Estudo revela ajuste direto de crescimento via estabilidade e solubilidade de proteínas ligadas à auxina

10.04.2026 | 07:56 (UTC -3)
Schubert Peter, Revista Cultivar
Imagem: Salk Institute
Imagem: Salk Institute

Plantas ajustam crescimento por meio de proteínas capazes de perceber temperatura. Estudo identificou aumento rápido na estabilidade e na solubilidade de fatores de resposta à auxina (ARFs) sob calor. Esse resultado amplia compreensão sobre termomorfogênese e abre caminho para cultivos mais resilientes.

A pesquisa demonstra acúmulo elevado das proteínas ARF7 e ARF19 após exposição a temperaturas mais altas. Níveis aumentam sem alteração nos transcritos. Evidência indica controle pós-transcricional, com maior estabilidade proteica. Ensaios mostram meia-vida mais longa a 32 ºC em comparação a 22 ºC.

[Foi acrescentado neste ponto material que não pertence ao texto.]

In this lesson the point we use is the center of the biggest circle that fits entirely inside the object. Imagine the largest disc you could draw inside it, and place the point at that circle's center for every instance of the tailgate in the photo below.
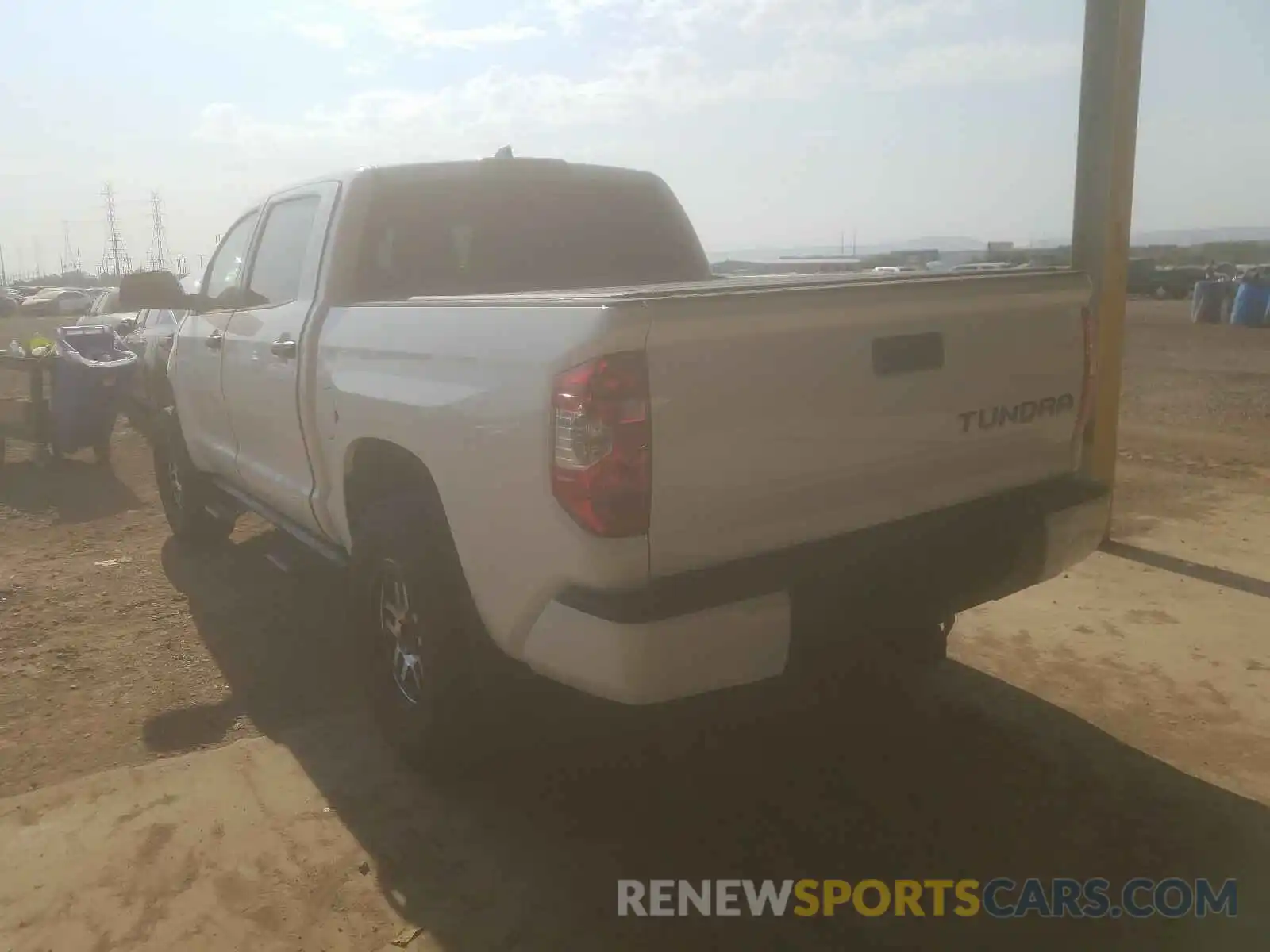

Resultados também apontam aumento na fração solúvel dessas proteínas. ARFs deixam estruturas condensadas no citoplasma e migram para o núcleo. Movimento amplia atividade transcricional ligada à auxina. Dados de microscopia, descritos na página 5, indicam aumento rápido do sinal nuclear minutos após elevação térmica.

Separação de fases

Pesquisadores descrevem comportamento típico de sistemas com separação de fases dependente de temperatura. Em temperaturas elevadas, proteínas apresentam maior solubilidade. Concentração nuclear ativa cresce. Processo permite resposta rápida sem necessidade de síntese de novas proteínas.

Outro resultado relevante envolve independência parcial de vias clássicas de percepção térmica. Mutantes relacionados a PIF4, HY5, ELF3 e phyB não alteram padrão de acúmulo de ARF7. Resultado sugere mecanismo direto de sensoriamento térmico pelas próprias proteínas.

Ensaios funcionais reforçam papel agronômico. Linhagens com mutações em regiões estruturais das ARFs apresentam menor resposta de alongamento sob calor. Regiões DBD e MR contribuem para estabilidade térmica. Alterações nessas regiões reduzem acúmulo proteico e comprometem crescimento dependente de temperatura.

Relação linear

Análise com acessos naturais de Arabidopsis thaliana mostra correlação entre acúmulo de ARFs e alongamento do hipocótilo. Dados indicam relação linear entre estabilidade proteica e resposta morfológica. Variação genética influencia intensidade da termomorfogênese.

Estudo complementar do Salk Institute reforça interpretação. Proteínas ARF atuam como “termostato celular”. Em temperaturas baixas, proteínas permanecem em reservatórios inativos. Sob calor, solubilidade aumenta e ativa genes de crescimento. Sistema permite ajuste rápido de desenvolvimento radicular.

Pesquisadores destacam impacto potencial na agricultura. Mecanismo pode sustentar crescimento radicular em cenários de estresse térmico. Estratégias futuras podem explorar estabilidade de ARFs para manter produtividade sob altas temperaturas.